I got the Topeak disc model when I went to discs on my commuter. My frame has eyelets on the dropouts, but I had to use p-clamps (not suppied) on the seatstays. It has the slide-in feature for trunks, but I use panniers (only one daily) and I have been very happy with it. No problem with 700c wheels either. The disc model pushes the side struts out wider at the dropout, and while this may be an issue (stability with panniers), it also keeps the bag further from the spokes. That said, I haven't had any problems carrying 8 half litre cans of beer on one side. I also see no reason why this rack couldn't be used on a non-disc equipped bike, so for ultimate versatility, if you're going to buy new, this could be the rack for you.


----------



## Tweezak (Dec 6, 2008)

jack in the matrix said:


> I got the Topeak disc model when I went to discs on my commuter. My frame has eyelets on the dropouts, but I had to use p-clamps (not suppied) on the seatstays. It has the slide-in feature for trunks, but I use panniers (only one daily) and I have been very happy with it. No problem with 700c wheels either. The disc model pushes the side struts out wider at the dropout, and while this may be an issue (stability with panniers), it also keeps the bag further from the spokes. That said, I haven't had any problems carrying 8 half litre cans of beer on one side. I also see no reason why this rack couldn't be used on a non-disc equipped bike, so for ultimate versatility, if you're going to buy new, this could be the rack for you.

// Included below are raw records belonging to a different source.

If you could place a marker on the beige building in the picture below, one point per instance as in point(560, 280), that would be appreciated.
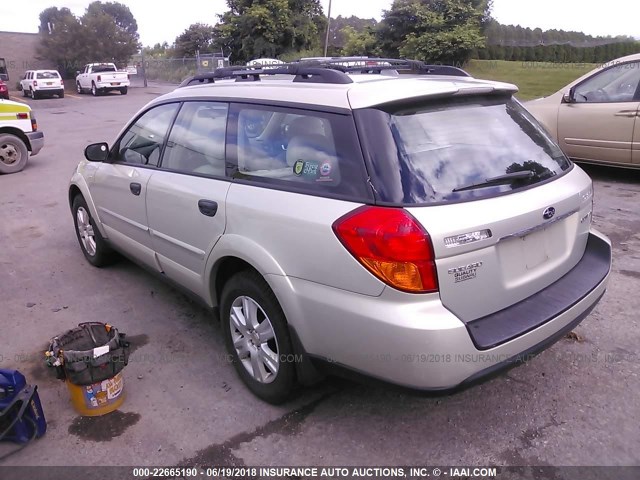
point(19, 51)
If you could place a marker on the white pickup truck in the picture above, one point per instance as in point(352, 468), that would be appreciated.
point(99, 78)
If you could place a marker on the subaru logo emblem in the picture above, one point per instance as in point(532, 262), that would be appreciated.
point(549, 213)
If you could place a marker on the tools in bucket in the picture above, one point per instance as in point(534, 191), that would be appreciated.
point(90, 358)
point(21, 415)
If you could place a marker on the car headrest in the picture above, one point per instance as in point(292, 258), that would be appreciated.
point(306, 126)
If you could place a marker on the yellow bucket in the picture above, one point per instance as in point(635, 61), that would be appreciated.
point(99, 398)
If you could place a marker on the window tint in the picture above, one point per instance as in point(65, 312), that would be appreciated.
point(142, 142)
point(309, 151)
point(613, 85)
point(197, 140)
point(43, 75)
point(437, 152)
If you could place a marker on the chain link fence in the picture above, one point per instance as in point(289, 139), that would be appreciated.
point(174, 70)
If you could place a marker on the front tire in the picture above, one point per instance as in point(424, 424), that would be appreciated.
point(257, 337)
point(13, 154)
point(93, 246)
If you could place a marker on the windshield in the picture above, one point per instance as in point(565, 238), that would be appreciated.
point(460, 149)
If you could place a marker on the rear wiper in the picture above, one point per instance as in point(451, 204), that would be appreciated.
point(499, 180)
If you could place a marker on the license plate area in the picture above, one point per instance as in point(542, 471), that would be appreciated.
point(535, 248)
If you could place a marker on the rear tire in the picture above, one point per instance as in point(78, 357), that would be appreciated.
point(93, 246)
point(257, 337)
point(13, 154)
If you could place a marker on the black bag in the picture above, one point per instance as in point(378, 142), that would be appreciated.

I used the same rack on my Redline Conquest but didn't like the idea of p-clamps so I opted for a seatpost clamp that has a place to bolt rack brackets. It works great!


----------



## e39540is (Apr 10, 2009)

Wow! Thank you everybody for your replies and tips. I sent out a dozen emails to my friends, and none of them said that they have a rack that they dont want to keep around. They offered seat post racks, but I had one on my MTB, and didnt like it. 

Looks like I will be waiting, and buying a new one. I am not going to be carying much weight, just lunch, and a change of clothes, so I think p clamps on the seat stays would work. Although, I do like that seat post mount...very neat. I may just go that way too.

Where did you get that seat post clamp/mount, and how much?


----------